En el sub iudice, los testigos RAÚL ANTONIO PALENCIA MARTÍNEZ, GUSTAVO ADOLFO DÍAZ LUZARDO, SERGIO EDIBERTO OTAZO DOMÍNGUEZ, antes identificados, en sus declaraciones ciertamente afirmaron que conocían de vista y trato al ciudadano JEAN WILLY EDMOND, aseverando que entre ellos existe una amistad manifiesta de hermandad y de muchos año (sic), existiendo lazos de afectos ciertos y demostrables; lo que a juicio de esta juzgadora hacen presumir que los mismos no son imparciales, razón por la cual considera esta juzgadora que los testigos evacuados están incursos en la causal de inhabilidad relativa. Y ASÍ SE DECIDE…”.
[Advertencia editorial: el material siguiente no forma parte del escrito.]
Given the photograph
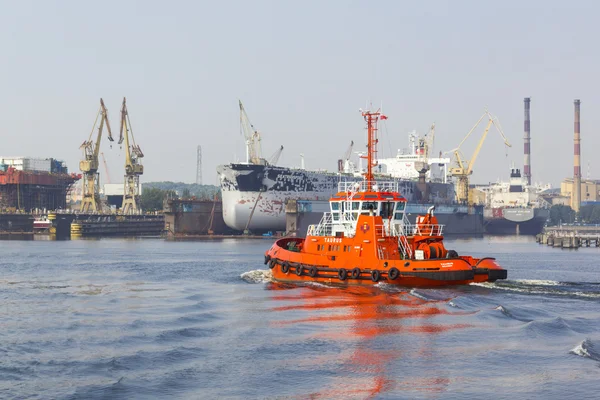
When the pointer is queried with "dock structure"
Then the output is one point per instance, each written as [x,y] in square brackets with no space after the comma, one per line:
[570,237]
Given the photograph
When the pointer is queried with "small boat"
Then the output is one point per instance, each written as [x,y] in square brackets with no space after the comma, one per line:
[41,224]
[366,238]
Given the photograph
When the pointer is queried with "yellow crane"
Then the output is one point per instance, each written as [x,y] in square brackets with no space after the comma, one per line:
[105,168]
[464,168]
[133,167]
[89,165]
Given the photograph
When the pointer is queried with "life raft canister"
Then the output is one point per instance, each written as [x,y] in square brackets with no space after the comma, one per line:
[427,225]
[433,250]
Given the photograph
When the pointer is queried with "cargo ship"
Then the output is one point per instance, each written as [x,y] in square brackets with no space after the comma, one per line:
[29,184]
[255,192]
[514,207]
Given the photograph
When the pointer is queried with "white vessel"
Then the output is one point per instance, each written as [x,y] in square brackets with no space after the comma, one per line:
[255,192]
[514,207]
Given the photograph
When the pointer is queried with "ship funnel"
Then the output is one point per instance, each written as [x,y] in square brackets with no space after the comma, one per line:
[527,142]
[576,197]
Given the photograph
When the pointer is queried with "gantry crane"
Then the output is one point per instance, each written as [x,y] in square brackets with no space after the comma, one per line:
[133,167]
[252,137]
[89,165]
[463,169]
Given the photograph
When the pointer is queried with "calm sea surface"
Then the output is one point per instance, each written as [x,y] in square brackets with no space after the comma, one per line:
[149,319]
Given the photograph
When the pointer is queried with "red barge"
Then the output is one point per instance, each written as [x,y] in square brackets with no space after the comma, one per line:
[366,238]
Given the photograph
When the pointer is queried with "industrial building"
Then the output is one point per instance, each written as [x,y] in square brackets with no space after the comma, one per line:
[590,190]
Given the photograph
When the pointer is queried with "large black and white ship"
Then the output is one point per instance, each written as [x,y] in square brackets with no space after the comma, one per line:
[255,192]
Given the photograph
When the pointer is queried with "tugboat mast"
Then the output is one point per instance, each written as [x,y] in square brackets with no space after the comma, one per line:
[371,118]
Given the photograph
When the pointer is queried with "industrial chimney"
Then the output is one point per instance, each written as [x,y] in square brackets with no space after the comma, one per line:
[527,162]
[576,199]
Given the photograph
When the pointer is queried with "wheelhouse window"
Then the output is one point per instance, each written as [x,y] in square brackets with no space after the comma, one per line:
[367,205]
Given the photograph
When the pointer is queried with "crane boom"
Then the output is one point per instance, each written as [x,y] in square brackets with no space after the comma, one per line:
[463,168]
[133,166]
[105,168]
[89,165]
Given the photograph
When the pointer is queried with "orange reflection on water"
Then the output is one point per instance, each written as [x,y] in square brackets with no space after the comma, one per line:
[361,315]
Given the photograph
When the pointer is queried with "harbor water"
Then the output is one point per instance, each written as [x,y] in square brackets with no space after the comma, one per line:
[151,319]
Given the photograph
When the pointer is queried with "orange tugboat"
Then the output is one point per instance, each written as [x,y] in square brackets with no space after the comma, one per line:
[366,238]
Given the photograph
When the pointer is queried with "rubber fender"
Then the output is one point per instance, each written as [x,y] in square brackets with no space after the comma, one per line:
[375,275]
[452,254]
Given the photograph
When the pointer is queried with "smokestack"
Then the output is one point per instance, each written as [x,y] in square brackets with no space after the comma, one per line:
[576,200]
[527,149]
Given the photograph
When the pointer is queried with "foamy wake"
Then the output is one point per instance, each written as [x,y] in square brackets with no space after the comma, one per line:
[586,349]
[537,282]
[257,276]
[416,294]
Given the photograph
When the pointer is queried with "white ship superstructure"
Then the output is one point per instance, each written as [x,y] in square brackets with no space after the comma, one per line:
[255,192]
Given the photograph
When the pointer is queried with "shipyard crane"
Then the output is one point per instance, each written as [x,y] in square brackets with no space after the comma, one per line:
[105,168]
[252,137]
[133,166]
[275,157]
[464,168]
[89,165]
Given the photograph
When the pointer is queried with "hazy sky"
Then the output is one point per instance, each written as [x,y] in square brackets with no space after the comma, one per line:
[302,69]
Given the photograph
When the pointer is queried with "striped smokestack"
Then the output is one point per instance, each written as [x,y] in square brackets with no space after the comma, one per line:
[577,164]
[527,149]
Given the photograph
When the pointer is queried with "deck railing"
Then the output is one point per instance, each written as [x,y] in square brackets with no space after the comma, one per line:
[363,186]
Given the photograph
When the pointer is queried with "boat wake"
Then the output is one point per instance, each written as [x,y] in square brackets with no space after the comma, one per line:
[586,349]
[258,276]
[589,290]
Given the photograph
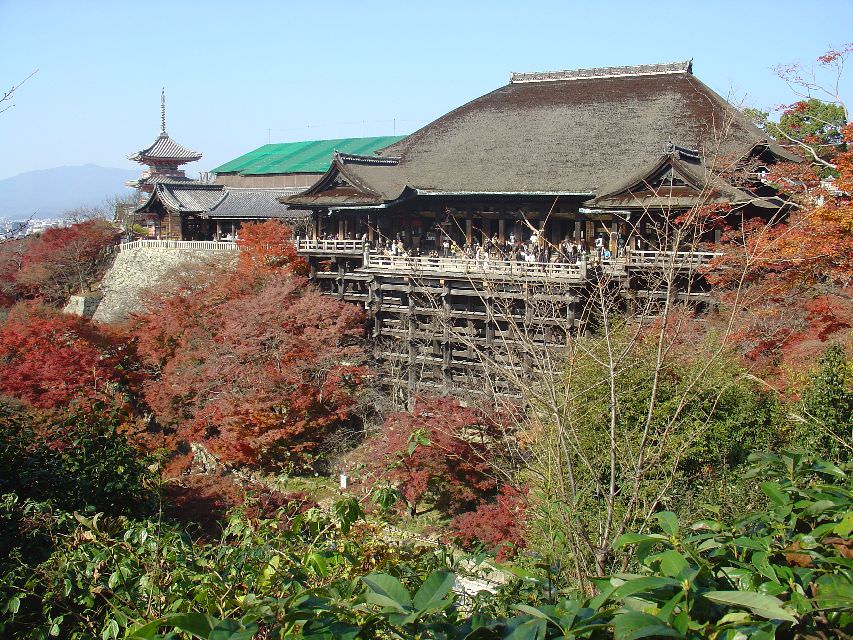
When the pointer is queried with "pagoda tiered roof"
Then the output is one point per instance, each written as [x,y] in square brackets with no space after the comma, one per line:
[164,148]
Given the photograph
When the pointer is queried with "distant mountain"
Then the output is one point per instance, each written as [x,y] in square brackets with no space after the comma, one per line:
[49,193]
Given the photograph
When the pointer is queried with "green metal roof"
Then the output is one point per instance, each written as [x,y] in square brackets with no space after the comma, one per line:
[313,156]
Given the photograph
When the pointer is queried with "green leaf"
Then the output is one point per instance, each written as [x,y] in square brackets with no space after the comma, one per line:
[672,563]
[641,585]
[761,561]
[633,624]
[110,630]
[668,522]
[13,604]
[387,591]
[774,491]
[834,592]
[637,538]
[529,630]
[819,507]
[433,590]
[197,624]
[147,631]
[760,604]
[845,527]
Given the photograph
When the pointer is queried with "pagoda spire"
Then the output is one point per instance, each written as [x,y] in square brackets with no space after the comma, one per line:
[163,112]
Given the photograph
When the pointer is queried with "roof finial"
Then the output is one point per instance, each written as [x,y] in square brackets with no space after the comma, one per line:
[163,111]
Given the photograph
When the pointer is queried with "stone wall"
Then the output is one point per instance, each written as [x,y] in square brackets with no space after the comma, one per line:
[136,271]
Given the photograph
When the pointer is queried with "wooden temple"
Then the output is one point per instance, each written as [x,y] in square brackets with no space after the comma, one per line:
[585,169]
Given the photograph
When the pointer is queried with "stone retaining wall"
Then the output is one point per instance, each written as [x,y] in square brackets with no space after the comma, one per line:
[136,271]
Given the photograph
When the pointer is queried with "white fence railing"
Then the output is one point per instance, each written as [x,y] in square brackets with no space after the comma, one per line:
[198,245]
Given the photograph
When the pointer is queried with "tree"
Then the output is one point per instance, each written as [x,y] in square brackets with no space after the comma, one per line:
[267,247]
[51,359]
[61,261]
[257,365]
[440,453]
[812,125]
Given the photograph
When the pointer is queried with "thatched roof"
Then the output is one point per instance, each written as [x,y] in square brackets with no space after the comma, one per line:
[565,132]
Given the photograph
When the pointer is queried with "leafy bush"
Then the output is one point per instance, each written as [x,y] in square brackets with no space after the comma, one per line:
[828,407]
[80,460]
[782,572]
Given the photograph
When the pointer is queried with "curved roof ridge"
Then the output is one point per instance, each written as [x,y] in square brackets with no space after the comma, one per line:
[165,148]
[603,72]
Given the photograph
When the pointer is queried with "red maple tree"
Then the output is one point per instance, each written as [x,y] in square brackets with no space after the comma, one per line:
[498,525]
[51,359]
[58,262]
[258,365]
[439,453]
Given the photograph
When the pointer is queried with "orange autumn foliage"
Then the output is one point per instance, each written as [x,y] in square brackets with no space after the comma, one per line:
[257,365]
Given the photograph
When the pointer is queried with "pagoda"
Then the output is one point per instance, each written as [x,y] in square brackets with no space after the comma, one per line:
[163,158]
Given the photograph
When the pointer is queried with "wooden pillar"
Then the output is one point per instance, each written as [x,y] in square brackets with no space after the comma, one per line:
[413,352]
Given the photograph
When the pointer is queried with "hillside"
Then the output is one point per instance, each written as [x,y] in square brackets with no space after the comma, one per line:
[48,193]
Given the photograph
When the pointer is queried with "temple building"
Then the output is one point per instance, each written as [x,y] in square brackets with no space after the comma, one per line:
[293,164]
[163,158]
[247,189]
[505,214]
[585,154]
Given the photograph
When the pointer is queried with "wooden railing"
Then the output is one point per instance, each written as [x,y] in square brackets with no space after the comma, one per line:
[426,265]
[331,246]
[664,258]
[197,245]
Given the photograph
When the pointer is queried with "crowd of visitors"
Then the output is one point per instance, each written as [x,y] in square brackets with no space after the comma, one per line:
[511,249]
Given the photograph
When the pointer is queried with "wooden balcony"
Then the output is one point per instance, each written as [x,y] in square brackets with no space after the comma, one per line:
[479,269]
[307,246]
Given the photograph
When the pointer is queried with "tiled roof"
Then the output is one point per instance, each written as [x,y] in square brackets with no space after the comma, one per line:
[604,72]
[158,179]
[219,201]
[255,203]
[312,156]
[164,148]
[192,198]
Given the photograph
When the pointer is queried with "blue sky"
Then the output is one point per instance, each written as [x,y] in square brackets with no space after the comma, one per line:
[239,72]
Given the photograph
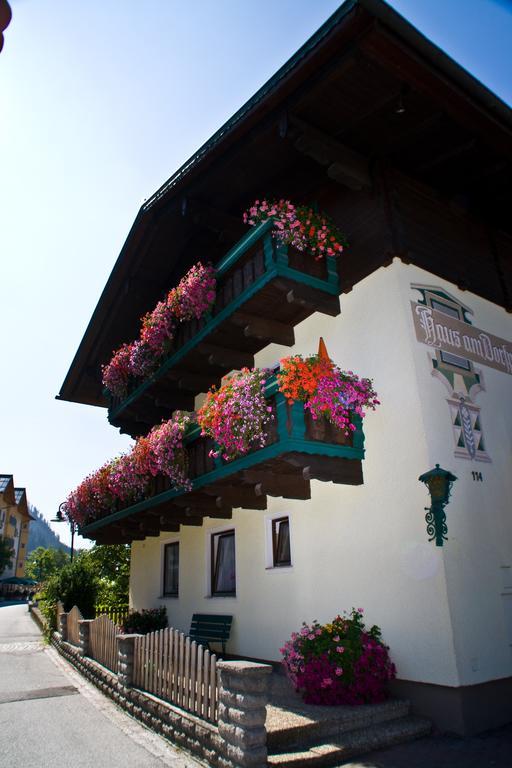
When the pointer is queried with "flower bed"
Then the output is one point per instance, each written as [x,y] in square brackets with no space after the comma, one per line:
[192,298]
[236,415]
[325,389]
[236,419]
[339,663]
[299,227]
[126,479]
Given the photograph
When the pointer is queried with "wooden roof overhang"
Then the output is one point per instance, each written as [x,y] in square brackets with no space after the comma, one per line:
[297,450]
[7,493]
[408,152]
[5,18]
[20,495]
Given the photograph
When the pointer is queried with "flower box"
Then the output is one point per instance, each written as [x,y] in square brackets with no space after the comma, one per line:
[264,289]
[298,448]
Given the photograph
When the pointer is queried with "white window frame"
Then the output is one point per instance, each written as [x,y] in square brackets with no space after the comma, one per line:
[210,533]
[172,540]
[269,544]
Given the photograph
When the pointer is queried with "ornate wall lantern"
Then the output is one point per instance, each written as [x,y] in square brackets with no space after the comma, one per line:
[439,483]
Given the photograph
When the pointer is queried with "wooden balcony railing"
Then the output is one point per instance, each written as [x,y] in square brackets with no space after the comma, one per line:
[263,290]
[298,449]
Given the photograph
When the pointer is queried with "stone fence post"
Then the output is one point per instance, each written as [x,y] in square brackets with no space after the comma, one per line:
[84,629]
[63,626]
[243,696]
[125,654]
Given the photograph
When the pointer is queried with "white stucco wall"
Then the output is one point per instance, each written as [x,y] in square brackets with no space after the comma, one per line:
[367,545]
[478,553]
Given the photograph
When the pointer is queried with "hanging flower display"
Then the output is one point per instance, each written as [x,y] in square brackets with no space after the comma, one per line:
[339,663]
[236,415]
[191,299]
[325,389]
[126,478]
[116,374]
[298,226]
[195,294]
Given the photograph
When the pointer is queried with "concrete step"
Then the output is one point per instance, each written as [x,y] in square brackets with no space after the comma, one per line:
[292,724]
[352,743]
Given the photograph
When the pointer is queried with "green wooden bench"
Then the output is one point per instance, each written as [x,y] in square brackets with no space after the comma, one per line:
[207,628]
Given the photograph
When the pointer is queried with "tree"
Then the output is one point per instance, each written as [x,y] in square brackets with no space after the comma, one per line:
[6,555]
[75,584]
[111,565]
[43,563]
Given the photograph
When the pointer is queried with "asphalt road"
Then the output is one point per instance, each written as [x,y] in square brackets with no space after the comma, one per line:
[50,716]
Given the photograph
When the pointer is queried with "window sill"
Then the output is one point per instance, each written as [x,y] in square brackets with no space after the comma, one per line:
[220,597]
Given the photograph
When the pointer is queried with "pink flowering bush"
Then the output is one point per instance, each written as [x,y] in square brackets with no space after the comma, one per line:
[298,226]
[339,663]
[125,479]
[191,299]
[236,415]
[195,293]
[325,389]
[116,374]
[157,329]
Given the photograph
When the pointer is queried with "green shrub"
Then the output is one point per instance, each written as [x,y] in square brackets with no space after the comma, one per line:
[142,622]
[75,584]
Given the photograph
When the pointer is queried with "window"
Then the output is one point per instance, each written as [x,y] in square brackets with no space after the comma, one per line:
[223,575]
[171,569]
[281,554]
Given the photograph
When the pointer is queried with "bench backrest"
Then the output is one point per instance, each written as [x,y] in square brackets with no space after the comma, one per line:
[211,627]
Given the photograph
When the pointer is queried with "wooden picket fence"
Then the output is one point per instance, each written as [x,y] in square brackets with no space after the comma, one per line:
[59,611]
[117,613]
[74,616]
[177,669]
[103,643]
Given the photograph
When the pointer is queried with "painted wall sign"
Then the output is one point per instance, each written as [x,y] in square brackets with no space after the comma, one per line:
[444,332]
[442,323]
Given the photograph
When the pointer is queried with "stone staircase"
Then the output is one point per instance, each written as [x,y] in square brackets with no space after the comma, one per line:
[305,736]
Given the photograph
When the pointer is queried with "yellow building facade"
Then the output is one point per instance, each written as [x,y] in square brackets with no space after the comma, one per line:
[14,524]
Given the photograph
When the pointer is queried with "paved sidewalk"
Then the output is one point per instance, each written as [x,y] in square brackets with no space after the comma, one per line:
[50,716]
[490,750]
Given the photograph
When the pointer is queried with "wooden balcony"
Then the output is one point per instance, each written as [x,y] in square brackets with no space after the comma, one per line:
[298,450]
[263,290]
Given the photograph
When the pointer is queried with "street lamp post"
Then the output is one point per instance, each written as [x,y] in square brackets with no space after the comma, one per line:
[59,518]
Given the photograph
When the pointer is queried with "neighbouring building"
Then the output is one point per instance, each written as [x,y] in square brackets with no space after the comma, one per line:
[14,524]
[411,156]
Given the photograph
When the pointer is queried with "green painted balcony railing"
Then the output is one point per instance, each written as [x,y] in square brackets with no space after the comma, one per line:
[298,449]
[263,290]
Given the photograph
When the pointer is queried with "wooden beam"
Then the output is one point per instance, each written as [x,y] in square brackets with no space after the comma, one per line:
[328,468]
[309,298]
[241,496]
[195,382]
[256,327]
[344,165]
[292,486]
[225,358]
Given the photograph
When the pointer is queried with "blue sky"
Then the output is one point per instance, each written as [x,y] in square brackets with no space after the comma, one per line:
[100,101]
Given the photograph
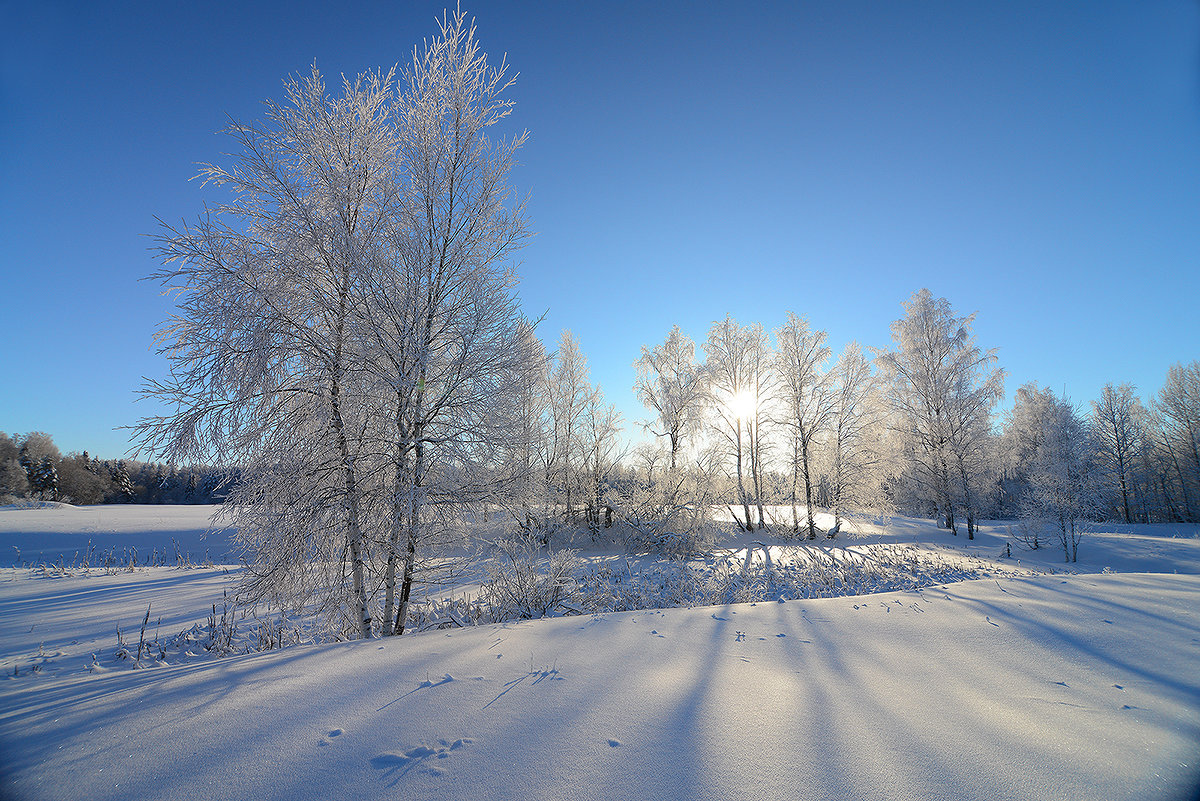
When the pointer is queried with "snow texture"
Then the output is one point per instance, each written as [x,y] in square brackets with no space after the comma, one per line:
[1080,686]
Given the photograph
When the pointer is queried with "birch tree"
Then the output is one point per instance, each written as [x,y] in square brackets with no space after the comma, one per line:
[264,341]
[671,385]
[857,457]
[347,325]
[739,384]
[568,392]
[1117,419]
[942,387]
[1062,474]
[807,401]
[450,324]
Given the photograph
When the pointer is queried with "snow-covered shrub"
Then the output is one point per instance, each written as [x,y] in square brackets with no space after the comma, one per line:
[525,584]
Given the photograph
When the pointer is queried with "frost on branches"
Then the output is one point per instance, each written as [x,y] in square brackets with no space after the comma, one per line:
[348,330]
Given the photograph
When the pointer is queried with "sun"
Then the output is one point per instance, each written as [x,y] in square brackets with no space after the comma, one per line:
[743,404]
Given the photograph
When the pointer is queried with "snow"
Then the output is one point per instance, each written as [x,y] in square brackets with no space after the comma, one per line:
[65,531]
[1067,685]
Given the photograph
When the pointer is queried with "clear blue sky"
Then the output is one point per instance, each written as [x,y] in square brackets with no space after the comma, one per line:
[1036,162]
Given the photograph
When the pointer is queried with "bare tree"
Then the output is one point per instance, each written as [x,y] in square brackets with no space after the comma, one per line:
[858,422]
[347,324]
[739,383]
[1117,419]
[451,325]
[808,403]
[942,387]
[569,391]
[1177,411]
[1062,469]
[601,427]
[671,385]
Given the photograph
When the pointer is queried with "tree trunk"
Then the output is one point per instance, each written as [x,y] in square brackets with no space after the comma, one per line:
[742,487]
[808,489]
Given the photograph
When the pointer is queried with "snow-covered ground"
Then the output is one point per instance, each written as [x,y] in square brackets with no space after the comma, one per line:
[1078,685]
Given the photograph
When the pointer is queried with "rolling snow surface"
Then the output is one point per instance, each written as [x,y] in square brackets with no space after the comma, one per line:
[1048,686]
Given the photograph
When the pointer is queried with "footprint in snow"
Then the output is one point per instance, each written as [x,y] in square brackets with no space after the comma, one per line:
[406,762]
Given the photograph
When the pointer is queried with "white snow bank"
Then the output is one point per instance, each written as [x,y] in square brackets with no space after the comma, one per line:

De lo anterior, observa la Sala que el juez de alzada no le otorgó valor probatorio a dichas testimoniales en virtud de que de las mismas se evidenció una amistad manifiesta entre los referidos testigos y la parte actora reconvenida.

En ese sentido, se debe destacar que el artículo 508 del Código de Procedimiento Civil, otorga a los jueces la facultad y libertad en la apreciación y valoración de la prueba de testigos, razón por la que sólo podrá ser denunciado por esta Sala de Casación Civil, cuando el jurisdicente incurra en suposición falsa o viole una máxima de experiencia. Sobre tal particular se ha pronunciado la Sala mediante sentencia N° 452, de fecha 21 de julio de 2014, caso: Carlos Alberto Rivas contra José Antonio León, cuando estableció:

“…Ahora bien, el artículo 508 del Código de Procedimiento Civil, otorga a los jueces la facultad y libertad en la apreciación y valoración de la prueba de testigos, razón por la que sólo podrá ser censurada por esta Sala de Casación Civil, cuando el jurisdicente incurra en suposición falsa o viole una máxima de experiencia. En este sentido se ha pronunciado la jurisprudencia de esta Sala y así puede evidenciarse de sentencia N° 672, de fecha 24 de octubre de 2012, expediente N° 12-314 en el caso de Inversiones Cachamay, C.A. contra Marcos Ángelo Petricca De Matteis, cuando se ratificó:

´…Aun más, es importante tener presente las limitaciones naturales que se presentan cuando eventualmente se examina una denuncia debidamente formulada que atañe a la valoración de la prueba testimonial, y particularmente sobre los dichos de los testigos, que si bien es una prueba distinta se valora por la regla de la sana crítica, pues de conformidad con el artículo 507 del Código de Procedimiento Civil ´la disposición… permite al juez, en la apreciación de la mencionada probanza, realizar una labor de sana crítica, lo cual le faculta al efectuar su análisis sobre las deposiciones de los testigos, a utilizar para ello su intelecto en el correcto entendimiento humano… esto quiere decir, el sentenciador ostenta libertad y así, una vez realizado un profundo estudio sobre los dichos de los testigos, desestimarlos o no, con base a su experiencia, a la confiabilidad que sus declaraciones le merezcan, tomando en cuenta una serie de factores tales como la edad, profesión, el trabajo desempeñado por el testigo, o la impresión que hubiese podido formarse sobre la veracidad de las deposiciones…`.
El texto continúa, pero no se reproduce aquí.